Mr Westcott said FLARE was developed over the past two months by a team of five partners and 10 associates in the UK, who worked with legal engineers, data scientists and software engineers from Orbital Witness.

It would now be rolled out by all the UK firm’s real estate lawyers. In the US a team of 10 attorneys were working with Orbital Witness to develop their own reporting tool.

Mr Westcott said the testing process was “very different” from other kinds of AI, in that rather than a simple choice between right and wrong, there was greater uncertainty over outputs and how the GenAI had interpreted lease documents and clauses.

He said the lawyers responded with a lot of “back-to-back testing” using existing lease reports.

“We needed to understand how the AI did it and where it tripped up. Off the peg it was not performing at a high enough standard, but after two months we got it over the quality threshold.”

Mr Westcott went on: “You still have to check everything. AI is not infallible. Lawyers will still have to read the leases – you can’t outsource that.

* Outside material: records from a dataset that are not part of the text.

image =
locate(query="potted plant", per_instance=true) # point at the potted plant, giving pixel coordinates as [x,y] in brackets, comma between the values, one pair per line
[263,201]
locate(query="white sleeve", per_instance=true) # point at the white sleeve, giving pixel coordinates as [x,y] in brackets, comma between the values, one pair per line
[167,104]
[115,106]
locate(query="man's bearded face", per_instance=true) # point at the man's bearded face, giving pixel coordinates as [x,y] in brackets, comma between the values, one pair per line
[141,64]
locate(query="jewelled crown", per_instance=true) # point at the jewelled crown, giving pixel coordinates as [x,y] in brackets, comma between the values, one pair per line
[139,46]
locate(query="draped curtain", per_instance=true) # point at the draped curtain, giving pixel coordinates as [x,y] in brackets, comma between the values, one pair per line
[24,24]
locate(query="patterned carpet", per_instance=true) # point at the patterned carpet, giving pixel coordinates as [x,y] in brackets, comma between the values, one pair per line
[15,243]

It’s about augmenting, rather than replacing.”

FLARE could produce “a really good first draft” of a lease report, with links and explanations of how it got there. “It’s almost like having a junior lawyer in the room with you, who can explain their conclusions.”

FLARE could also give lawyers the option of shorter answers, helping them produce a more personalised response for clients.

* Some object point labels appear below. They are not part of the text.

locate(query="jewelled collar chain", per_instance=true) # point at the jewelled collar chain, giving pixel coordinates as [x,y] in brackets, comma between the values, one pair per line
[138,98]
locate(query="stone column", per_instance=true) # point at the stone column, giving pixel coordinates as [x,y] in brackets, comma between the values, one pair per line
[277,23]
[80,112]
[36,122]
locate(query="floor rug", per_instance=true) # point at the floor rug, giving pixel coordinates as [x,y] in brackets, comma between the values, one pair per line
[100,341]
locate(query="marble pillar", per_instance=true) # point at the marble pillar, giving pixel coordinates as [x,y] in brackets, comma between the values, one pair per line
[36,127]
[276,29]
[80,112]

When developing the tool, he said the team aimed and achieved a 25% time saving. It depended on the type of lease and could be much greater than 25% for simpler ones.

“Clients have a short window to do a deal. The more time we can spend on higher-value work, the better. A saving of only one hour in a tight timescale could be useful.”

Clients were told about the technology’s use and Mr Westcott said the law firm was making it clear to them that accuracy was not compromised.

“We have been looking at areas where we can apply the tool without sacrificing accuracy and quality. The technology moves the starting point further down the line.

“We’re looking to create efficiencies around the entire process, to be more competitive. Our clients expect us to make every use of technology to complete transactions. We’re under constant pressure to keep bills as low as they can be.”

He added: “We need to reassure clients that we’re not using black boxes. We need to explain not just what we’re using but how it works and how we have control over it and can use it confidently and safely.”

Edmond Boulle, co-founder and chief strategy officer at Orbital Witness, said the law firm shared its belief in specific and targeted application of AI, with FLARE providing “time optimisations to their work, which are in turn enabling them to focus on providing world-class service and advice to their clients”.